- Occupation: radio journalist
- Known for: Dispatches

= Rick MacInnes-Rae =

Canadian radio journalist

Rick MacInnes-Rae is a Canadian radio journalist, known as a longtime reporter and host on CBC Radio. An investigative journalist and foreign correspondent for the network, he was the host of the documentary series Dispatches from 2001 to 2012.

Beginning his career with the Canadian Broadcasting Corporation in 1976, he worked as a local reporter in various Canadian cities before becoming an international war correspondent in the 1980s, including reports from El Salvador, Chechnya, Gaza, Northern Ireland, the Persian Gulf, Mali, Panama, Zambia, Zimbabwe and Bosnia.

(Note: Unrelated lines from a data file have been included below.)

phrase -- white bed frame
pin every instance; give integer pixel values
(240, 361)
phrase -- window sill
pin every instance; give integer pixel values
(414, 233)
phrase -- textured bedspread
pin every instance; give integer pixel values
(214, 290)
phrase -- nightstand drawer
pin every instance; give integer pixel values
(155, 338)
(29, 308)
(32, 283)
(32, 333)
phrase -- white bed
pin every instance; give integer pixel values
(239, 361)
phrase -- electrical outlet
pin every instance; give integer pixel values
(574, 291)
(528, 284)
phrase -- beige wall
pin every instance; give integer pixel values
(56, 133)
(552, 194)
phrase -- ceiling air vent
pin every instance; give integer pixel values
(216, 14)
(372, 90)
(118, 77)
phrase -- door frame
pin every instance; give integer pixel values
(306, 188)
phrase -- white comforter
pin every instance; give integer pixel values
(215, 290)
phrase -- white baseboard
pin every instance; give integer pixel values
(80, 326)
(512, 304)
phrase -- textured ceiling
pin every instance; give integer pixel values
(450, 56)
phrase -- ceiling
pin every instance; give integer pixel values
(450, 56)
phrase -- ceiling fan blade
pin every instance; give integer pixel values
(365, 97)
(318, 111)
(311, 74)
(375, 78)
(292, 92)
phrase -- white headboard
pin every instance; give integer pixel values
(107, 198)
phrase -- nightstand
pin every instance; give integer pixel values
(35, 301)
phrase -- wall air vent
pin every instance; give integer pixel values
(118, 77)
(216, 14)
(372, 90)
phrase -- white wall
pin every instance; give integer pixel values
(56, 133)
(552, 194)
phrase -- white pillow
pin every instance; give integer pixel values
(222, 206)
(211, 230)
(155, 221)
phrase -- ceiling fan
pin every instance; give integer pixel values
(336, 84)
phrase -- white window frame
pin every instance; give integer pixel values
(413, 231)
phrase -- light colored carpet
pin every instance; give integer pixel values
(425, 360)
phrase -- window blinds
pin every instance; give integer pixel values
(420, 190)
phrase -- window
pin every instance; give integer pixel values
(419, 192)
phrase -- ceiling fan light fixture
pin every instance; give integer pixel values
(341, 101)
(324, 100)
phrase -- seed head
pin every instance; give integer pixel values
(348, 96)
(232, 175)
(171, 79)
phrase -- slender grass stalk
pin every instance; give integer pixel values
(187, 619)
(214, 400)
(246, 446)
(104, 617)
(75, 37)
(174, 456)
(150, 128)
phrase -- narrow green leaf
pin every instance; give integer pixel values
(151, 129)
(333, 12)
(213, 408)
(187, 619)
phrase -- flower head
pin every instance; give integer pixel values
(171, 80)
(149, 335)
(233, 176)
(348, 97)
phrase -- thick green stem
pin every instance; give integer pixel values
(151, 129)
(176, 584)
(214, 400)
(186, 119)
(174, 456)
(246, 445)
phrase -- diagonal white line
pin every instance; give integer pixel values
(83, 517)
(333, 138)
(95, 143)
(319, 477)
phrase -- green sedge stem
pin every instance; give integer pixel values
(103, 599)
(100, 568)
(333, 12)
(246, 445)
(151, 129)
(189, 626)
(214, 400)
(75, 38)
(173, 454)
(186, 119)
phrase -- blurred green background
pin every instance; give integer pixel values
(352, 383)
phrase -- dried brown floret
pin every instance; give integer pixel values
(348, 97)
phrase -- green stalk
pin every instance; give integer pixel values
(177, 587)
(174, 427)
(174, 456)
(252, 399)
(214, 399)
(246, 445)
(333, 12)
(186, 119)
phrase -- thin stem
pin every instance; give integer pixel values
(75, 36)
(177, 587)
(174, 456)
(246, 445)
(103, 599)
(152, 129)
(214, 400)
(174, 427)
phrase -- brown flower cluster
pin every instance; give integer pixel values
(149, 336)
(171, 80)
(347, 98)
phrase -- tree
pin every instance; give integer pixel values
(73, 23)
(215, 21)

In 1993, he won an award from the Canadian Association of Journalists for his five-part series on the rise of the radical right. In 1996, he won the Citation for Excellence Under Fire award from the Bayeux-Calvados Awards for war correspondents for his coverage of Operation Grapes of Wrath in Lebanon. He has won three Amnesty International Media Awards, in 1997 for his series of news reports "Exodus from Zaire", in 1999 for "Kosovo Reports" and in 2007 for his Dispatches documentary "The Paradox of Democracy".

Dispatches was launched on CBC Radio in 2001. The program was cancelled in 2012, although MacInnes-Rae remained with the network in other roles, including continued international affairs reporting and stints as a guest host on The Current and As It Happens.

MacInnes-Rae announced his retirement from the network in July 2014. His future plans include writing a book about a distant ancestor.